Actually, not all lifestyle inflation sucks. Some lifestyle inflation is good (you can only spend so much of your life subsisting on beer and pizza). The problem with too much lifestyle inflation is that “luxuries” become less luxurious and exciting over time.
- Surveys of the rich individuals reveal that they view as “necessities” the things most people view as relative “luxuries” (such as home cleaning services or a 2nd or 3rd car). Rather than getting more pleasure out of these conveniences, they simply take them for granted – ending up no happier than those without them. “Luxuries” need to be larger and larger to feel luxurious.
- I’d argue that many midlife crises are the result of unchecked lifestyle inflation (“I have a BMW and a large house and all the latest gadgets. Why am I not happy?”).
What You Can Do About It.
Tracking your income and expenditures (as advocated in my earlier post) is 1 way to catch lifestyle inflation. My lifestyle inflation usually appears in my “eating out” category. If I spend $80/month for several months and then see I am suddenly spending $160-200/month on eating out and am not twice as happy, it’s time to scale back.
- Who Are You Comparing Yourself To?
Lifestyle inflation often occurs not because you’re earning more money but because the people around you are spending more. Again, just be aware of it. Who are you trying to impress? (friends, co-workers, parents, boy/girlfriend) What do you get out of impressing them? (pride). Who is trying to impress you? (ironically enough, often the same people you’re trying to impress). If your friend group goes out for fancy dinners every Friday night, it’s likely that the real value is in spending time together, not in $20 appetizers. Suggest going out just for drinks instead, or throwing a dinner party at someone’s house (which is more intimate anyway).

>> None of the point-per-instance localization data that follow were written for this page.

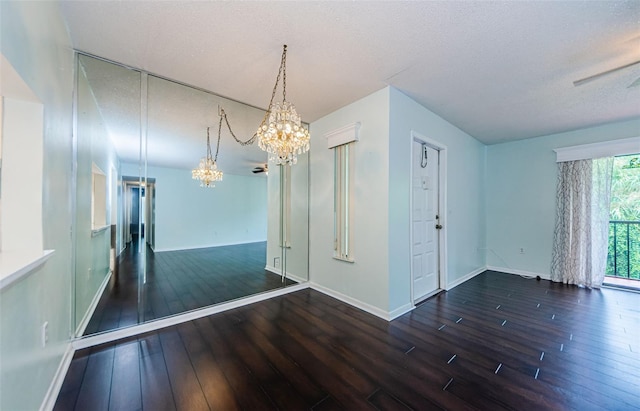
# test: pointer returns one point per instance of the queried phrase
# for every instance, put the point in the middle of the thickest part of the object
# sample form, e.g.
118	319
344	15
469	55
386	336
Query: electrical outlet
45	333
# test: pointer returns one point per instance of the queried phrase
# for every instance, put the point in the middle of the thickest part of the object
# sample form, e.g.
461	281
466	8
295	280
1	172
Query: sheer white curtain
582	222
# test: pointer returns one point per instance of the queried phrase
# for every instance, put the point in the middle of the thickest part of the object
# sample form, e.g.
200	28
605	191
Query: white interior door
424	253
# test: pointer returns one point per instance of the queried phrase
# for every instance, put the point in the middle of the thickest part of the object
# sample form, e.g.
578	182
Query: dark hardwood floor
496	342
179	281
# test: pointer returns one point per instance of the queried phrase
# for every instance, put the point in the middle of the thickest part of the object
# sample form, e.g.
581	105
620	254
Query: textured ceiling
498	70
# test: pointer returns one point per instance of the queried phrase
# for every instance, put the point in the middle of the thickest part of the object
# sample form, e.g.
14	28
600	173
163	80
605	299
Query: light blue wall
521	186
367	279
464	218
190	216
35	41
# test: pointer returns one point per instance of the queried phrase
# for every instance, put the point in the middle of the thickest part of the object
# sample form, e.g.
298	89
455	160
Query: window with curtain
582	221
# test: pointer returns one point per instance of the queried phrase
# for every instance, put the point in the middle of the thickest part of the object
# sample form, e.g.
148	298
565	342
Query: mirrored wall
150	241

- Try Temporarily Downsizing
Most people have a very negative initial reaction to this (“I earn my money so I should get to enjoy it.”). These people aren’t getting it. The goal of temporarily downsizing isn’t to deprive yourself, it’s to bring the excitement back to the things you spend money on.
For me, not eating out for a week or two lets me get more pleasure out of taking friends out later on down the line. Similarly, I’ve never had cable in my home because it’s not high on my priority list. Staying in hotels is thus extra luxurious for me as I catch up on all the trash TV I love but am not willing to pay for on a monthly basis.

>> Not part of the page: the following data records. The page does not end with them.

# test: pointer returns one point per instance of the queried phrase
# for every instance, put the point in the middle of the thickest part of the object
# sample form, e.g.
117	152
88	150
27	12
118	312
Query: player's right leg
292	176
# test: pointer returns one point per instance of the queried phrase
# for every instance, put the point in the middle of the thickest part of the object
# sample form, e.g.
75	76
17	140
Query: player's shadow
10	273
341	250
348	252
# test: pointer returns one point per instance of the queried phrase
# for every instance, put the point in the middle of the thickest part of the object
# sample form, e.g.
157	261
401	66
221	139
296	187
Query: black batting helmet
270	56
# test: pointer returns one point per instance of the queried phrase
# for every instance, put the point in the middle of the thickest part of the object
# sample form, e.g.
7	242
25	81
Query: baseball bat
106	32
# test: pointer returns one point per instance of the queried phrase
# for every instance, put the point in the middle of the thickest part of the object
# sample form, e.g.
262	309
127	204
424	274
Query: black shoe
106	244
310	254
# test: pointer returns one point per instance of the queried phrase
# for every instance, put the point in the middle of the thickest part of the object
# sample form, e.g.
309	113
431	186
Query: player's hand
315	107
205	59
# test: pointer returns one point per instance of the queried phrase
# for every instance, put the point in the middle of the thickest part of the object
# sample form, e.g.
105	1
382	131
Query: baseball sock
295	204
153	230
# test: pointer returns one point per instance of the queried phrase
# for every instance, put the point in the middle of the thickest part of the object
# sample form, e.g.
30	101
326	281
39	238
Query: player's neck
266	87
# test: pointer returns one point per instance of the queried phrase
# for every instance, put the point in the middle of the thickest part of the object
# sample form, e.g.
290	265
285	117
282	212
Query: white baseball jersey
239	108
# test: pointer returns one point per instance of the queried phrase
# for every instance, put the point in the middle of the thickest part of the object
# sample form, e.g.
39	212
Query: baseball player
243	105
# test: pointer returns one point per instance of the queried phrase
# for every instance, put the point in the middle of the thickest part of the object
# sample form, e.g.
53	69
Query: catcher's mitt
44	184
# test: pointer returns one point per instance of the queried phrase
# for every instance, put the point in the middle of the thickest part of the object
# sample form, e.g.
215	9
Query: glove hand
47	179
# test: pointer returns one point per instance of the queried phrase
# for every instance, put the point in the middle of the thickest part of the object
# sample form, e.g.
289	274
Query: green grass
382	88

- Calculate ”Bang for the Buck”
This is my favorite way of assessing purchases and stopping impulse buys. It’s easier than temporarily downsizing, but still a good way to remind myself that money cannot be spent twice. Bang for the buck is simply being aware of how much pleasure you get out of the money you spend on various items. It is different for every person.
I’m not a big fan of buying $8 drinks at bars. That $8 gives me a lot more bang for the buck when put toward concert tickets or travel abroad. Other low bang for the buck items I tend to forego: expensive jewelry (I worry about/lose it), books (I’d rather get them from the library and not have to store/dust them), flying 1st class, eating at expensive restaurants, staying in fancy hotels, MochaFrappa whatevers at coffee shops.
High bang for the buck items I’m willing to pay top dollar for: travel (my biggest expense category by far), North Face gear (I spent $100 on my backpack but have been using it for 8 years, ditto on my fleece), comfortable shoes (my knees are bad, so Pumas are worth every penny for me).
Your “bang for the buck” items will be different than mine. No matter what they are, by being aware of them you can cut spending in areas you get less pleasure from and funnel that money toward things you’ll really enjoy.
What are YOUR high and low bang for the buck items?